Di liburan menuju kuliah semester V, ada yang harus saya syukuri. Pertama, saya bersyukur karena sudah dua tahun mengenalmu. Di sebuah musim yang mengajakku untuk mencium aroma hujan, saya mengenal wajahmu serupa puisi. Entah, ada berapa puisi yang kutujukan kepadamu, tetapi tetap saja saya sembunyikan perasaan ingin memiliki. (Abaikan hal ini!!) Kedua, saya mesti bersyukur sebab Indeks Prestasi semester IV berjumlah 3,72. Saya sungguh tidak puas dengan itu. Apalagi nilai sebuah mata kuliah dengan bobot 3 SKS harus mendapat nilai C+. Barangkali ini pertama kali saya kuliah dengan nilai sejelek itu. Tetapi kata teman-teman saya, IP itu sudah tinggi. Baiklah, tugas saya hanya mensyukuri. Ketiga, saya juga harus bersyukur, saya bisa mengenal puisi. Beberapa puisi saya sudah dimuat di media massa. Saya tidak peduli dengan jangkauannya, baik lokal maupun nasional. Ada satu hal yang harus saya ingat, saya mempunyai doa ibu.

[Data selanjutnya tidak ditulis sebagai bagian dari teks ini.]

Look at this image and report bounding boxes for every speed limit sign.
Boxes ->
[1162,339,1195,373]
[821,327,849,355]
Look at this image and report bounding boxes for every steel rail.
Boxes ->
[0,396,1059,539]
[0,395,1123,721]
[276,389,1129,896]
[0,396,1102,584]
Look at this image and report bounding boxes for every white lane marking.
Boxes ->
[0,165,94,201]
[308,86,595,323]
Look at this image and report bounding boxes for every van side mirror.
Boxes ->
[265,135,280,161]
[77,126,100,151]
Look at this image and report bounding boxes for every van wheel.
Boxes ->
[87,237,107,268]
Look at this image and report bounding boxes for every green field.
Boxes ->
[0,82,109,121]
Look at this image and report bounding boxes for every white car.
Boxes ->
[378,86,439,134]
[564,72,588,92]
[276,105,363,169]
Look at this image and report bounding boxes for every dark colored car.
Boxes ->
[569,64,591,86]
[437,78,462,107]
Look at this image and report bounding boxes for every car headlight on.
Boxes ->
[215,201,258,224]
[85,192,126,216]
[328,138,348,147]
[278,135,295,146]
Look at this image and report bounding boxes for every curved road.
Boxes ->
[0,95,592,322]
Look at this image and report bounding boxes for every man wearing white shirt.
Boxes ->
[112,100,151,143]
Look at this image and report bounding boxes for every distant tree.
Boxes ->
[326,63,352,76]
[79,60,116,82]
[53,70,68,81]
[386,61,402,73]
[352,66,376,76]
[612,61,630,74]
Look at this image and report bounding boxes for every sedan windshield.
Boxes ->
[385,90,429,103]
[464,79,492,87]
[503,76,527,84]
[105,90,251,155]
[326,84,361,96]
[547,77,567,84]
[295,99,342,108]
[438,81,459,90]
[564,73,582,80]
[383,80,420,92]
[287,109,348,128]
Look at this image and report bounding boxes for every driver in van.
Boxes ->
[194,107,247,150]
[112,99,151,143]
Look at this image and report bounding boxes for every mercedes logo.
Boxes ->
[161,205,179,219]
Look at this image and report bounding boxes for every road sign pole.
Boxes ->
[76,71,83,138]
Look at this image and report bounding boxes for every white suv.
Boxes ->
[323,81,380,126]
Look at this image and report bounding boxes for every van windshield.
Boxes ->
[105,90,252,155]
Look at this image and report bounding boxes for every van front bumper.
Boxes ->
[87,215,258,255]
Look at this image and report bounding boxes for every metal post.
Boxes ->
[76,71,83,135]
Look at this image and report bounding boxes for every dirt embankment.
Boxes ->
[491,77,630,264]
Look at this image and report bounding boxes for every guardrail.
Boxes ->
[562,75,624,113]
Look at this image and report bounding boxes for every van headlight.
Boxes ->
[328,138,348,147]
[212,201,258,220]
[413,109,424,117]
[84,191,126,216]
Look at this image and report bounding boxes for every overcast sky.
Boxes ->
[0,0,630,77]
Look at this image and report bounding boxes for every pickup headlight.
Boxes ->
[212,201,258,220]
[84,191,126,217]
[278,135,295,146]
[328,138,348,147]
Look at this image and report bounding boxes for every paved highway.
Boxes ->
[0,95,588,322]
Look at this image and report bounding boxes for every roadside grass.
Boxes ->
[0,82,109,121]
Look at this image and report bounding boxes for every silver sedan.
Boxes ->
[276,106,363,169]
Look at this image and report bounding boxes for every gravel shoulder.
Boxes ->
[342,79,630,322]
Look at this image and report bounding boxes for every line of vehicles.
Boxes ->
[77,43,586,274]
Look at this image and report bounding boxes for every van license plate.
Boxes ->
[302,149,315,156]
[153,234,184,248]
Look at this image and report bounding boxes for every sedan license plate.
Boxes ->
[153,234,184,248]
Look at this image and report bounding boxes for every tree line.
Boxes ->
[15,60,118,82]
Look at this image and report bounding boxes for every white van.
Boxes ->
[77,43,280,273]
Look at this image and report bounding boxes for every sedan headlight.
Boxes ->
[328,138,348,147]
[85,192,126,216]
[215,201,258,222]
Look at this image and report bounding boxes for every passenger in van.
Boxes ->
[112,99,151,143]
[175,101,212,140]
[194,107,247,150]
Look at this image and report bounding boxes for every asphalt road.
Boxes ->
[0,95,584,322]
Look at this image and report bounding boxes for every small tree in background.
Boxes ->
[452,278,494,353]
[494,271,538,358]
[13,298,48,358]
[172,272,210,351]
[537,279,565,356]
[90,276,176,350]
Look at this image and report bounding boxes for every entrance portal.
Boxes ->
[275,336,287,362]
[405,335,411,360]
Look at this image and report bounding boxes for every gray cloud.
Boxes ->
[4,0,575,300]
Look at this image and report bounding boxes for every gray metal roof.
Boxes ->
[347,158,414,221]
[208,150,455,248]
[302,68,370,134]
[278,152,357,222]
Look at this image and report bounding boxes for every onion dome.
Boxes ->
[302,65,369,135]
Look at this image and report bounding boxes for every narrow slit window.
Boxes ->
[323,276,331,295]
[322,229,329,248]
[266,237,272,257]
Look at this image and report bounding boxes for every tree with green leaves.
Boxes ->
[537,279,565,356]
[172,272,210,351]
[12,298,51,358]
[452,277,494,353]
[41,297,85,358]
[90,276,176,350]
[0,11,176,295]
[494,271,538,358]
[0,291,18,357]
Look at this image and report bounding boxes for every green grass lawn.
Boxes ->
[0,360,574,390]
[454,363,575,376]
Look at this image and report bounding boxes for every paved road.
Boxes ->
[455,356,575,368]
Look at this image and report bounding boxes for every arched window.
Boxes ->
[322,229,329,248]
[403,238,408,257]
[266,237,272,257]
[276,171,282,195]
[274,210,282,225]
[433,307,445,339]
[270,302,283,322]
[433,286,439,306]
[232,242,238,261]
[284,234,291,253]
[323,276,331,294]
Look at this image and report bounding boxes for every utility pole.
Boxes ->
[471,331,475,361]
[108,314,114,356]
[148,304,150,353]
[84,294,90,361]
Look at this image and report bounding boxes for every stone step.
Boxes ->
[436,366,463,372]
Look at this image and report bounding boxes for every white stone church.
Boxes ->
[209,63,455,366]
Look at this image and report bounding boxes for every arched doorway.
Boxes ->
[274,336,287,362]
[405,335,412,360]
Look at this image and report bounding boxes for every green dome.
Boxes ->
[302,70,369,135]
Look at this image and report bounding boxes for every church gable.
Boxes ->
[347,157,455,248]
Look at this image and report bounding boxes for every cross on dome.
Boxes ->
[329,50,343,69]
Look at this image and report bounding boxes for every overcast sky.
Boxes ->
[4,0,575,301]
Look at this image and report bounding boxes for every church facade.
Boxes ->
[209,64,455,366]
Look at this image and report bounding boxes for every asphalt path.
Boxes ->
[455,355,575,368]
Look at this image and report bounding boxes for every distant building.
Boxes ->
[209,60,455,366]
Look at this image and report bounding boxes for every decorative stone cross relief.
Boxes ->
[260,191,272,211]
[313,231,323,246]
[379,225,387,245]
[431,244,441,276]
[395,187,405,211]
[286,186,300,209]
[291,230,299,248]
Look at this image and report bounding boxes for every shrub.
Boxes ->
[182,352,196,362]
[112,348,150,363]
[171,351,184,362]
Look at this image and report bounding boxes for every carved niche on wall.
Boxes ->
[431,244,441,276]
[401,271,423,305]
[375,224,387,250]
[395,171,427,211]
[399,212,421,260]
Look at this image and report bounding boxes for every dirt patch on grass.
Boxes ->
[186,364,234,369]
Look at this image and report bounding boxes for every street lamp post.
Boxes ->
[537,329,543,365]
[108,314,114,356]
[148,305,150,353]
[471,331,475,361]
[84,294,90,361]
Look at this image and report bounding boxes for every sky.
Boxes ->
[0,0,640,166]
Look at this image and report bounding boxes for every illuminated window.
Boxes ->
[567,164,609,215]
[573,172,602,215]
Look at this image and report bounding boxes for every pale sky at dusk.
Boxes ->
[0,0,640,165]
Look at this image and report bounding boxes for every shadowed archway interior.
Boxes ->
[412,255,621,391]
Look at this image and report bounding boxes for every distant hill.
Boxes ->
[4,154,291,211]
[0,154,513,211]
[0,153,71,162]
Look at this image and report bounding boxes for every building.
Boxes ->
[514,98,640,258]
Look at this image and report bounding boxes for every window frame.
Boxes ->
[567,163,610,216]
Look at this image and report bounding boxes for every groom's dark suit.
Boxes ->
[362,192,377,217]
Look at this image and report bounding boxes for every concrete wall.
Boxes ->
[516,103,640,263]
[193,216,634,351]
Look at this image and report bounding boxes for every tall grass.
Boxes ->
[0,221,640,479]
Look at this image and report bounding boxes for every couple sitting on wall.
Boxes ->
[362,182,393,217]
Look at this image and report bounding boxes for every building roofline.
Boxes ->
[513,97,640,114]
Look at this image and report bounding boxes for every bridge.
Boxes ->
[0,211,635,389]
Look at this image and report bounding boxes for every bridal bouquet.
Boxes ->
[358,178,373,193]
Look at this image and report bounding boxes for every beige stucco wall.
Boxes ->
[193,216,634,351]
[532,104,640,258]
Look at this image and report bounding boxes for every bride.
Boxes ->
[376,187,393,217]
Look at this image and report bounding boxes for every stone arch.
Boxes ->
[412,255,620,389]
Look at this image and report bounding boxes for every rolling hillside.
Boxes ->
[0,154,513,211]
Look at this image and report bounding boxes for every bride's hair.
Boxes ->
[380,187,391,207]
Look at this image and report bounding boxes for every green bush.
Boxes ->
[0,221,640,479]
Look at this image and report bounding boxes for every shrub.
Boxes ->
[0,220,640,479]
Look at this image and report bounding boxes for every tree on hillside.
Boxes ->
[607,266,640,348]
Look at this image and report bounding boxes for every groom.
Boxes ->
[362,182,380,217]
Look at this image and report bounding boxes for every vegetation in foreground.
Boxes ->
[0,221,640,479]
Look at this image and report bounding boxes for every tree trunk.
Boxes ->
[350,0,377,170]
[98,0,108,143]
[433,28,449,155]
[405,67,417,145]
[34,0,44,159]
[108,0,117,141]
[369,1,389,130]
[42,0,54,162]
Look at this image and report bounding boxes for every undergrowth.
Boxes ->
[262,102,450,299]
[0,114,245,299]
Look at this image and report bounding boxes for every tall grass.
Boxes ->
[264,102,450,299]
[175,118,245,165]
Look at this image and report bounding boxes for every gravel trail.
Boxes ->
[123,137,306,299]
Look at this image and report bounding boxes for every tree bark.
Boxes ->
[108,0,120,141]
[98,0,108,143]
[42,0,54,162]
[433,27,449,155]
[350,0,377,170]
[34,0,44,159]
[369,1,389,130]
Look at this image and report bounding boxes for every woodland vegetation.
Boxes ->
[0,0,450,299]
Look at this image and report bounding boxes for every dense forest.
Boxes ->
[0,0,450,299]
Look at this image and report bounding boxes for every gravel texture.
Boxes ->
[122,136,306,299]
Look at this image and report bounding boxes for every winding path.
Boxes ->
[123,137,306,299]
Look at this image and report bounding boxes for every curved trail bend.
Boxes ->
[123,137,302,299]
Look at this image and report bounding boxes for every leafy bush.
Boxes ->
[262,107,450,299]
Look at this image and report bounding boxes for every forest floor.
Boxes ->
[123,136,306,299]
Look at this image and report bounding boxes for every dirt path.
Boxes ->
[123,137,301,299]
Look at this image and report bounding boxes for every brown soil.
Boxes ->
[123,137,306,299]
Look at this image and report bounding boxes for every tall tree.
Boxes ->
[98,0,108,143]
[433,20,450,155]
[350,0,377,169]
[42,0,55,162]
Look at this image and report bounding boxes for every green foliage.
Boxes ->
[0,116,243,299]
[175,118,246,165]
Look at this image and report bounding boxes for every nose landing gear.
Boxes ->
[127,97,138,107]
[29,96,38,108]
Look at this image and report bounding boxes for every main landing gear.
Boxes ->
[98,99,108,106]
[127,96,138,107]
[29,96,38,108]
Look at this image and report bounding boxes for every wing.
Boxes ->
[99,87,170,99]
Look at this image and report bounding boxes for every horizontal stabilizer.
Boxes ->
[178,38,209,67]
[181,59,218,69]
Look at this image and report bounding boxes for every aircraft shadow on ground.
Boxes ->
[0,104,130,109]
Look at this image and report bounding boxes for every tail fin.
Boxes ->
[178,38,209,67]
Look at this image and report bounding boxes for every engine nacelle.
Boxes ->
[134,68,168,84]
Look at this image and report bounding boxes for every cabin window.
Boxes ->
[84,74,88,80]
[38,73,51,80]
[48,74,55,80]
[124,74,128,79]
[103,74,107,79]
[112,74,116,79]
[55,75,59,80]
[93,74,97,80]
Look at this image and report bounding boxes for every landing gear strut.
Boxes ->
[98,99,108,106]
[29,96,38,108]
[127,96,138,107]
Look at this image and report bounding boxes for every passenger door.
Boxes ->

Percayalah, Sayang. Saya mencintaimu. Bukan karena puisi, kata-kata, atau parasmu yang rupawan. Ada debar yang ingar ketika kamu lewat dalam bayang. Belakangan ini saya mengingat sebuah benda bernama over pal. Saya menginginkan bersamamu sepertinya. Bagaimana? Di sebuah pintu yang berderit, kamu juga suka memainkannya, membuka dan menutupnya, menikmati suara jerit pintu yang aus. Saya pernah kehilangan kunci pintu. Tidak ada yang bisa menemukannya, apalagi kunci itu hanya satu. Suatu hari, dengan melewati jendela layaknya pencuri, seseorang masuk untuk mendobraknya dari dalam. Kebetulan pintu itu terdiri dari dua potong. Hari itu juga, saya ke sebuah toko besi dan membeli over pal bersama gembok. Saya terdiam di depan benda material bangunan itu, tetapi ada yang saya inginkan dari mereka. Soal over pal, satu bagian dengan bagian lainnya ada kalanya terbuka, menjauh, dan sama-sama menunggu seorang menutup pintu. Merekatkannya kembali, ke dalam kesetiaan yang tak terbatas. Satu lagi, saya juga membeli gembok. Tentu saja, Sayang, bersama kuncinya. Bukankah sebuah kunci hanya akan bisa memasuki gembok yang satu; jodohnya, dan tidak akan mau membuka hatinya kepada gembok yang lain? Ini bukan soal impianku untuk pergi ke Paris lalu menggembok cinta kita. Bukan. Sama sekali saya tidak memikirkan itu. Tetapi kita pun harus memilih. Kamu menjadi over pal atau menjadi gembok. Agar kita saling menutup rapat daun pintu yang rusak itu, dengan sederhana yang paling puisi.


Purwokerto, 06 Agustus 2015, 00.00 WIB.